Tidak lama ia melepaskan pelukan pada tubuh Sasuke, perlahan tangannya menyentuh rambut hitam halus milik Sasuke dan tangannya menelusuri wajah tidak ramah miliknya kemudian tangannya menangkup rahangnya untuk menatap ke arah wajahnya.

"Ya, aku benar-benar takut. Padahal kita tahu apa jawaban mereka pada kita nanti, tapi aku sudah merasakan ketakutan itu sekarang." ucapanya sambil mengalihkan tatapan matanya ke arah lain.

Dan kemudian bibirnya kembali mengecupnya dengan pelan.

"Kau bisa membayangkan bahwa aku ini adalah Yamanaka-Sensei." Ucap Sakura tanpa pikir panjang. Membuat tubuh Sasuke yang ada di atasnya menegang.

Kemudian dengan cepat Sasuke langsung menegakan tubuhnya, duduk di atas pahanya dan memandang Sakura dengan diamnya. Sakura yang melihat tindakan Sasuke yang begitu tiba-tiba hanya bisa memandangnya dengan heran.

"Apakah hanya aku saja yang membayangkan dirimu adalah Yamanaka-Sensei?" Gumam Sasuke yang masih terdengar oleh Sakura.

Ia langsung diam begitu mendengarnya. Sakura sendiri merasa kaget dengan dirinya. Ia sendiri yakin bahwa dirinya dalam beberapa bulan ini memang terkadang sudah tidak membayangkan Sasuke itu adalah Sai.

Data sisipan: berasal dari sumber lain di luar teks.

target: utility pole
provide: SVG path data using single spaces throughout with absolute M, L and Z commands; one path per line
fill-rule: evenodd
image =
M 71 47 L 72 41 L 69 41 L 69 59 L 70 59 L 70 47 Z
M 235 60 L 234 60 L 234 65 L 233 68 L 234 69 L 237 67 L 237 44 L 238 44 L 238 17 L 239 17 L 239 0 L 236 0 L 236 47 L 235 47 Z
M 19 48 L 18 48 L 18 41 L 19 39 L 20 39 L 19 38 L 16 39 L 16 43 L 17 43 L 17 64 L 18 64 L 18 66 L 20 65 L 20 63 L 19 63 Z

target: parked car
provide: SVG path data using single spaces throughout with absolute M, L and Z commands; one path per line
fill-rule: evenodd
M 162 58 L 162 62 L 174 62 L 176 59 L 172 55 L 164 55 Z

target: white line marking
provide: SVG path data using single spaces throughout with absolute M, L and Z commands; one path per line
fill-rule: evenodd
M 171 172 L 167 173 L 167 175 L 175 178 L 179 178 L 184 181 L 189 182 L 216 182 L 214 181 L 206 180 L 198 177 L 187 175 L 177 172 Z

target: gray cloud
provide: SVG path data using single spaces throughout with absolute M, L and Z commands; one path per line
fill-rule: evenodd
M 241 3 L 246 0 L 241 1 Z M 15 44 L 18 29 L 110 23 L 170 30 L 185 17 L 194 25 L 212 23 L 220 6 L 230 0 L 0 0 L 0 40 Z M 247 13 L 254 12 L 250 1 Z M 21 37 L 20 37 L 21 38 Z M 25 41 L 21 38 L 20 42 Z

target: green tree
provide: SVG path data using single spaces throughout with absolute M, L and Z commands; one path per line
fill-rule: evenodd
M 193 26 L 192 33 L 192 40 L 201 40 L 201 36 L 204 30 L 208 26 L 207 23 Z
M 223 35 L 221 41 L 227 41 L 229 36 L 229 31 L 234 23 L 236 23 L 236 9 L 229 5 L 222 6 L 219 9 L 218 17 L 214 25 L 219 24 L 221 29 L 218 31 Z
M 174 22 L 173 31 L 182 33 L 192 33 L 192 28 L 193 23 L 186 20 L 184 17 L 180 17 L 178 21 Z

"Aku merasa begitu buruk saat aku membayangkan dirimu adalah Yamanaka-Sensei. Entah sejak kapan." Akunya yang membuat Sakura kaget.

Sakura menggeleng, jangan bilang kalau Sasuke sendiri sudah tidak pernah menganggap bahwa dirinya adalah Yamanaka-Sensei. Kepalanya mendongak melihat bagaimana ekspresi Sasuke yang terlihat sangat kebingungan.

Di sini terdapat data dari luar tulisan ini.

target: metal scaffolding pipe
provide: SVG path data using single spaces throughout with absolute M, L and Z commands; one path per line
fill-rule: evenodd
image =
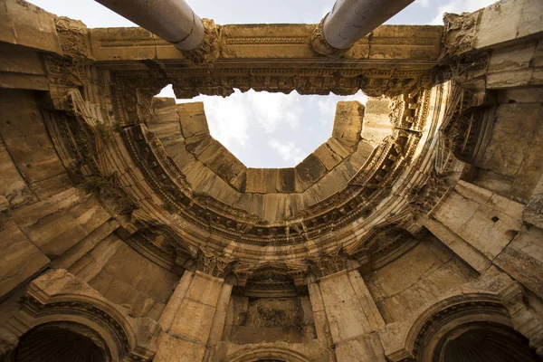
M 414 0 L 337 0 L 324 19 L 326 42 L 348 49 Z
M 192 51 L 204 40 L 204 24 L 184 0 L 96 0 L 144 29 Z

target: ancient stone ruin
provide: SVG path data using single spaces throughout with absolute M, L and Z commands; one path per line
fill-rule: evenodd
M 100 2 L 142 27 L 0 2 L 0 360 L 541 360 L 543 2 L 443 26 Z M 250 168 L 168 84 L 369 100 Z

Dan matanya ia tidak salah melihat saat melihat bagaimana pipinya yang sedikit merona. Melihat itu membuat detak jantung Sakura sedikit cepat, jangan bilang kalau Sasuke sudah merasakan perbedaan perasaan mereka saat dulu dan sekarang.

"...tidak." Sakura bergumam pada dirinya.

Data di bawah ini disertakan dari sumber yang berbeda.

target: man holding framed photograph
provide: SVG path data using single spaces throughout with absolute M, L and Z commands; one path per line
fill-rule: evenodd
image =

"Aku tidak tahu kapan tepatnya. Tapi aku benar-benar tidak bisa membayangkan bagaimana rupanya yang ada pada dirimu. Semuanya terlihat kabur saat aku membayangkannya. Yang aku tahu, saat aku menciumnya atau saat aku memelukmu, kau bukan dirinya. Hanya kau, Sakura." Ucap Sasuke panjang, tangannya menggaruk pelan belakang lehernya merasakan begitu gugup saat mengatakannya.

Sasuke kembali ke duduk semulanya, menyenderkan punggungnya dan kembali menutup matanya. Ia benar-benar bingung dengan situasi sekarang.

"Karena itu aku ingin cepat-cepat menyatakan perasaanku pada Yamanaka-Sensei, aku akan menerima bagaimana jawabannya nanti. Yah, padahal aku sudah tahu bagaimana jawabnnya." Ucapnya sambil tertawa pelan.

Sakura tidak menjawab ucapan Sasuke. Ia duduk di samping Sasuke, tidak melanjutkan mengerjakan tugas pekerjaan rumahnya.

Mereka sama-sama diam menikmati keheningan mereka. Sakura sendiri masih sedikit tegang mendengar pengakuan Sasuke, bagaimana ia sudah tidak bisa membayangkan bahwa dirinya adalah Yamanaka-Sensei. Jantungnya masih berdetak sedikit kencang, masih merasakan bagaiaman guncangan yang di akibatkan oleh pengakuannya.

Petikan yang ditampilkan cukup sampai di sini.